Some of the contradictory statements coming from the senior cabinet ministers reinforce the doubts that no serious thinking was done before taking the decision. While divulging the information during a TV interview, the defence minister was evasive on the question whether the decision would affect our policy of maintaining neutrality in the Middle East crisis. Understandably there has not been any reaction from GHQ on the issue.
Adding to the confusion were the remarks made by another federal minister, retired Lt Gen Abdul Qadir Baloch, who advised Gen Raheel not to accept the controversial position that could harm his reputation. Similarly, some other senior members of the ruling party insist it was the former army chief’s own decision to take up the job. But there is no answer to why the government is compelled to grant him the permission if it was not in the country’s interest. The opposition parties are justified in asking the government not to issue him the NOC.
Perhaps the strongest defence came from National Security Advisor retired Lt Gen Nasser Janjua, who believes that Gen Raheel’s appointment provides a great opportunity for Pakistan to work for the “unity of Muslim Ummah”. He dismissed the argument that the decision would adversely affect Islamabad’s relations with Tehran.
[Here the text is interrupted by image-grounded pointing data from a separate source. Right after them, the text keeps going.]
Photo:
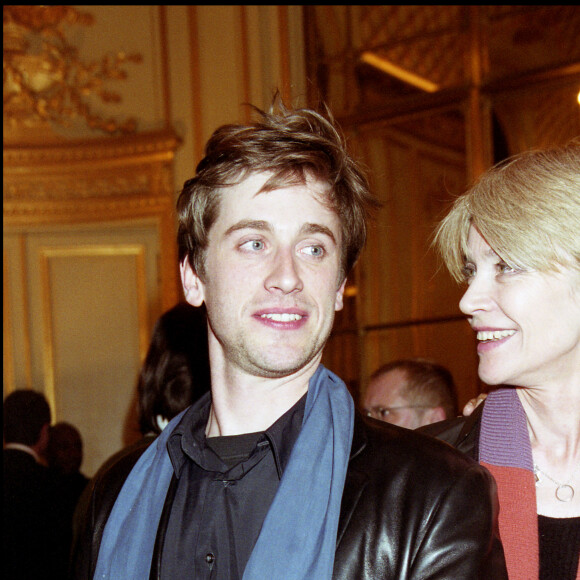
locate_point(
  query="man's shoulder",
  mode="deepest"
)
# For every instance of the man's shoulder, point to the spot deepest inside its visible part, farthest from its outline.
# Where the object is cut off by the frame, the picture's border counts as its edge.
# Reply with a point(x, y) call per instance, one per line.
point(113, 473)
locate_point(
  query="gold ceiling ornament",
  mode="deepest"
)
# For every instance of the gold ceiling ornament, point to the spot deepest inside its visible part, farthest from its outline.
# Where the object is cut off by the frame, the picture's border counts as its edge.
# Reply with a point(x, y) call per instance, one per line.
point(45, 81)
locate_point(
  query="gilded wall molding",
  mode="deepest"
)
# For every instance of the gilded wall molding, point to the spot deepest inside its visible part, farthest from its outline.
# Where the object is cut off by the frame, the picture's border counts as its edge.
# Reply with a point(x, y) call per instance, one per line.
point(89, 180)
point(46, 82)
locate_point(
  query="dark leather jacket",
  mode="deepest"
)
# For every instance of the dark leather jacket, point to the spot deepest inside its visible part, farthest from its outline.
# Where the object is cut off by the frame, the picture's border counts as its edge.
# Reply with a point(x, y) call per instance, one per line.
point(412, 508)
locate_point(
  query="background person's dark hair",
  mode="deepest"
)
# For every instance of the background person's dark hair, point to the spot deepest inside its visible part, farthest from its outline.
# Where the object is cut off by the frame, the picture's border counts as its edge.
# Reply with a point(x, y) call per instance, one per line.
point(175, 372)
point(428, 383)
point(26, 412)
Some other reports, quoting senior government officials, maintain that there has been high-level consultation with Iran on the issue and that Tehran has no objection to Pakistan’s participation in the Saudi-led alliance. However, the veracity of the reports about Tehran’s approval cannot be confirmed. Iran has been publicly critical of the Saudi initiative that it perceives as being directed against it.
Surely Iran’s concerns cannot be ignored given the ongoing proxy war in the Middle East. But that is not the only point to consider in the argument against Pakistan becoming an active participant in the Saudi-led coalition. It is simply not in the interest of the country to get involved in any outside conflict.
Another critical question is; why does a supposed counterterrorism alliance need to raise a multinational military force? If it is only a consultative body and intends to develop a unified counterterrorism strategy, then why the need to have a retired general to lead a ghost force? One expects the government to respond to these questions. Any decision based on external pressure jeopardising our national security must not be acceptable.